Twee jaar nadat we voor laatst van hen hoorden met It’s A Bit Complicated, is er
weer nieuws vanuit het kamp van Art Brut, het Britse vijftal rond
de excentrieke frontman Eddie Argos. En dan nog wel met een door
oud-Pixie Frank Black geproduceerd derde
album, dat de op zijn minst opmerkelijk te noemen titel ‘Art Brut
vs. Satan’ heeft meegekregen. De groep kwam de cd tijdens Les Nuits Botanique al voorstellen
aan het Belgische publiek, nu is het tijd voor een nadere
luisterbeurt.
De inbreng van Black is het eerste wat opvalt wanneer we ‘Art Brut
vs. Satan’ in de cd-lade schuiven. De songs rammelen wat minder, de
riffs zijn strakker dan ooit en de baslijntjes zijn op het voorplan
komen te staan, zonder dat het ergens gepolijst klinkt. Qua
productie betekent deze derde plaat alvast een stap vooruit voor de
jolige bende uit Londen en Brighton. Met een goede productie alleen
staat men echter nog nergens, wanneer het op vlak van het
songschrijven niet echt wil draaien. En we vrezen bij het
beluisteren van dit album wel degelijk dat Art Brut stilaan op een
punt is aanbeland waarop de inspiratie ietwat uitgedroogd is.
Toen debuut ‘Bang Bang Rock and Roll’ in 2005 op het publiek
afgevuurd werd, ging de doorsnee indiefan in no time door
de knieën voor Art Brut. Hun muziek klonk net zo catchy als die van
hun vele succesvolle generatiegenoten in hetzelfde genre, maar in
tegenstelling tot veel van die bands betekende Art Brut in de
eerste plaats fun. Met witty lyrics die met alles en
iedereen de spot dreven en de ene onliner na de andere opleverden,
kreeg de band al gauw een soort van cultstatus toegewezen.
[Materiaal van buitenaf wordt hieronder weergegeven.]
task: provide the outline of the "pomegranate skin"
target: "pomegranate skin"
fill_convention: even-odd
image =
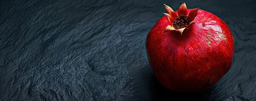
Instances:
[[[177,31],[164,32],[169,23],[163,16],[146,37],[149,64],[159,82],[172,90],[205,90],[217,83],[231,66],[234,41],[228,25],[202,10],[194,20],[196,23],[181,35]]]

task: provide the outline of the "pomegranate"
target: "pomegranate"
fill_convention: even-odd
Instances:
[[[205,90],[229,70],[234,54],[233,37],[227,24],[208,12],[177,11],[164,4],[167,13],[148,34],[149,62],[159,82],[178,92]]]

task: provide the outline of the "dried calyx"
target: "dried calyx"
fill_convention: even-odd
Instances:
[[[188,29],[193,24],[195,23],[194,19],[197,16],[199,8],[192,10],[188,14],[185,3],[182,4],[178,10],[178,15],[170,7],[163,4],[167,13],[163,13],[166,17],[169,25],[166,27],[164,32],[170,31],[178,31],[182,35],[185,29]]]

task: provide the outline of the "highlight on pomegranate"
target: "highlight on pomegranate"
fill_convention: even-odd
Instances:
[[[164,4],[167,13],[148,33],[146,47],[149,62],[160,82],[178,92],[209,88],[229,70],[234,40],[227,24],[200,9],[177,11]]]

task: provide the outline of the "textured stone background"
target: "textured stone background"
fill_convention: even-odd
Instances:
[[[256,1],[173,1],[0,0],[0,101],[256,100]],[[146,53],[163,4],[184,2],[235,40],[231,69],[202,92],[165,89]]]

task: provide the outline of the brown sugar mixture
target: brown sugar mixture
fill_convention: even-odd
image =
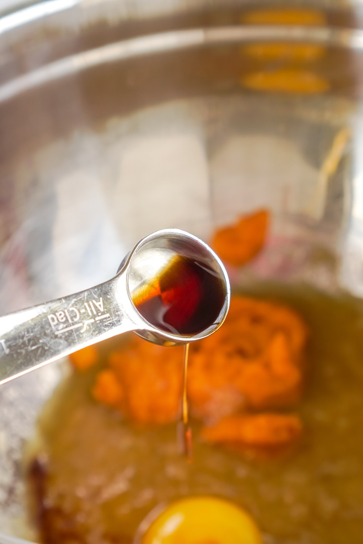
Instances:
[[[133,544],[153,509],[205,496],[248,512],[264,544],[361,544],[362,323],[361,301],[306,286],[235,293],[190,347],[191,463],[182,348],[131,335],[74,354],[28,455],[40,541]]]

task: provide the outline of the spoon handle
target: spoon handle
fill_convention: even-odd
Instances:
[[[115,279],[0,317],[0,385],[100,340],[132,330]]]

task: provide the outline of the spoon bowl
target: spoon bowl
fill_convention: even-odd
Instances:
[[[0,384],[130,331],[165,346],[204,338],[223,323],[230,299],[227,273],[206,244],[158,231],[108,281],[1,317]]]

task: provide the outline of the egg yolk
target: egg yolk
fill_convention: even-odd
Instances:
[[[141,544],[262,544],[251,517],[235,505],[209,497],[170,505],[144,534]]]

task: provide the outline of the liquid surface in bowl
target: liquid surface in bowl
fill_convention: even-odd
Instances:
[[[303,423],[300,441],[273,454],[225,447],[203,440],[195,419],[190,463],[175,423],[130,423],[93,398],[100,367],[74,372],[45,407],[29,454],[42,542],[131,544],[152,509],[204,495],[248,512],[265,544],[360,544],[363,305],[306,286],[263,285],[251,294],[287,303],[311,331],[306,388],[293,409]],[[115,347],[104,344],[101,359]]]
Inclusief een legertje fans dat vanaf dan bij iedere nieuwe song of
album klaarstaat om de liedjesteksten van a tot z te absorberen en
te analyseren.
Op dat vlak zal ‘Art Brut vs. Satan’ allicht weinigen
teleurstellen, want elk nummer telt wel een aantal grappige en
gemakkelijke te citeren grappen en grollen. Ze zijn het leukst
wanneer ze wat onnozel doen over de meest willekeurige banaliteiten
(zoals hun lofrede aan het adres van het openbaar vervoer in het –
niets met Iggy Pop te maken hebbende – ‘The Passenger’ of
‘Mysterious Bruises’, waarin Eddie zijn blauwe plekken op
kostelijke wijze bezingt), wat zeurderig zijn echter de al te
afgezaagde kritieken op ‘al die bands van tegenwoordig die als de
zoveelste kopie van U2 klinken’ (‘Slap Dash For No Cash’). Het is
echter wel leuk te horen dat Art Brut zichzelf op dit derde album
nog steeds niet al te serieus neemt, getuige het aandoenlijke en
enigszins herkenbare ‘DC Comics And Chocolate Milkshake’.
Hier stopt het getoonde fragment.